Film Review: Big Bad Wolves

June 25, 2014 9:00 am

When Quentin Tarantino proclaims a movie to be the best film of 2013 then you know it will probably feature a lot of gore, perfectly developed characters and a superb plot. Winner of awards such as ‘Best Ensemble Cast’ at the Toronto After Dark Film Festival as well as ‘Best Film’ and ‘Best Screenplay’ at the Fantasia Film Festival, among several others, ‘Big Bad Wolves’ is a must watch.wolves-copy

‘Big Bad Wolves’ is an Israeli movie with English subtitles for non-speakers of Hebrew. This film is action packed from the get go. Opening up with a shot of young children playing hide and seek in a deserted forest and abandoned run-down buildings. One young girl wears a bright red coat symbolising her role as Little Red and reinforcing the film’s title. The audience is then shown a flash of a dark coat belonging to a man and as quickly as it comes it’s gone. As the other children are found we begin to wonder what happened to the young girl in red as all that is left in the wardrobe are her red shoes. Next we are introduced to rogue cop Micki, who heads to the scene of the crime, as well as the young girl’s father (Gidi) who is visibly distressed. The young girl has been found brutally murdered tied to a chair and this sets the pair up to target and capture religious school teacher Dror who has been accused of other similar murders.
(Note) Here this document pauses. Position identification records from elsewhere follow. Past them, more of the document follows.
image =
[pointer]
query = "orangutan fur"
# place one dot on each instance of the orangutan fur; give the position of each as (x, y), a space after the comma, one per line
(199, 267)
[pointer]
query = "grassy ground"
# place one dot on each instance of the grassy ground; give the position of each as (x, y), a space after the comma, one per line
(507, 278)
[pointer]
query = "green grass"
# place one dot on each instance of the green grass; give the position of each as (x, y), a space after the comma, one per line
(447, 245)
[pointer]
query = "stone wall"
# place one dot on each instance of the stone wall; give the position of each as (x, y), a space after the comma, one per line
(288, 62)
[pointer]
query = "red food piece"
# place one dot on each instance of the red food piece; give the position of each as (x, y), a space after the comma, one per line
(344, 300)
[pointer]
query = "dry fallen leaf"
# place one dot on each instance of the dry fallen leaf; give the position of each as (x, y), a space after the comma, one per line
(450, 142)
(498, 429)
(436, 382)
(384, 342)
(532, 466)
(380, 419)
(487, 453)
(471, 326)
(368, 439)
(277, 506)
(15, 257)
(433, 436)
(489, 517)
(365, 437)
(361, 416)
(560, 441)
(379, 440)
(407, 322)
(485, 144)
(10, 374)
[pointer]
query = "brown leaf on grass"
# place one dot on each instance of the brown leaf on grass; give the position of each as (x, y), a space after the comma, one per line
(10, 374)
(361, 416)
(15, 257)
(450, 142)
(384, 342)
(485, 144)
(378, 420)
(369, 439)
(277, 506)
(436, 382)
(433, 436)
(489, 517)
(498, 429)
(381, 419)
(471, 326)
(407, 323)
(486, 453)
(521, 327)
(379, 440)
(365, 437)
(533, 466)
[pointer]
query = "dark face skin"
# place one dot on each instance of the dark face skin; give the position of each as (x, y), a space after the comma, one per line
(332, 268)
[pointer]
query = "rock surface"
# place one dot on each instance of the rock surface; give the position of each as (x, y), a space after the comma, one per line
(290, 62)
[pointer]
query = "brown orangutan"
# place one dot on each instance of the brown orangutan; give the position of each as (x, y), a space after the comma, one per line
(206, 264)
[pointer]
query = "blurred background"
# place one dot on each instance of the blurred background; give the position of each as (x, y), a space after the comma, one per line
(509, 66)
With no evidence and Dror screaming his innocence this leaves you second guessing Micki and Gidi’s version of events.

This movie leaves you with an uncomfortable question of what you would do in the same situation. Are the actions of father Gidi acceptable? What point does he go too far? ‘Big Bad Wolves’ is a masterpiece of tension and full of edge-of-your-seat moments.

This movie is perfect for fans who like their thrillers with plenty of blood. Its graphic scenes of torture are certainly not for the faint-hearted. As the killer decapitates his victims and hides the heads Gidi decides that the only way he will be able to give his daughter a proper burial is if he tortures Dror into revealing his whereabouts. Gidi hands Micki a pair of pliers and a hammer and it is suddenly clear that he wishes to break Dror’s fingers; ‘Miki: “It might look like I’m enjoying this, and maybe I am in a way… but believe me, I’d be happy to stop breaking your fingers. Now would you please start talking!”

This is an important scene to note as there is no going back once they begin to break Dror’s fingers and do they have any right to torture him for the information? However, writers Keshales and Papushado know exactly when to throw in splashes of dark humour, such as when Gidi’s mother calls him mid-way through torturing Dror.

With the perfect balance of horror and comedy, ‘Big Bad Wolves’ will leave you thinking about it for days afterwards.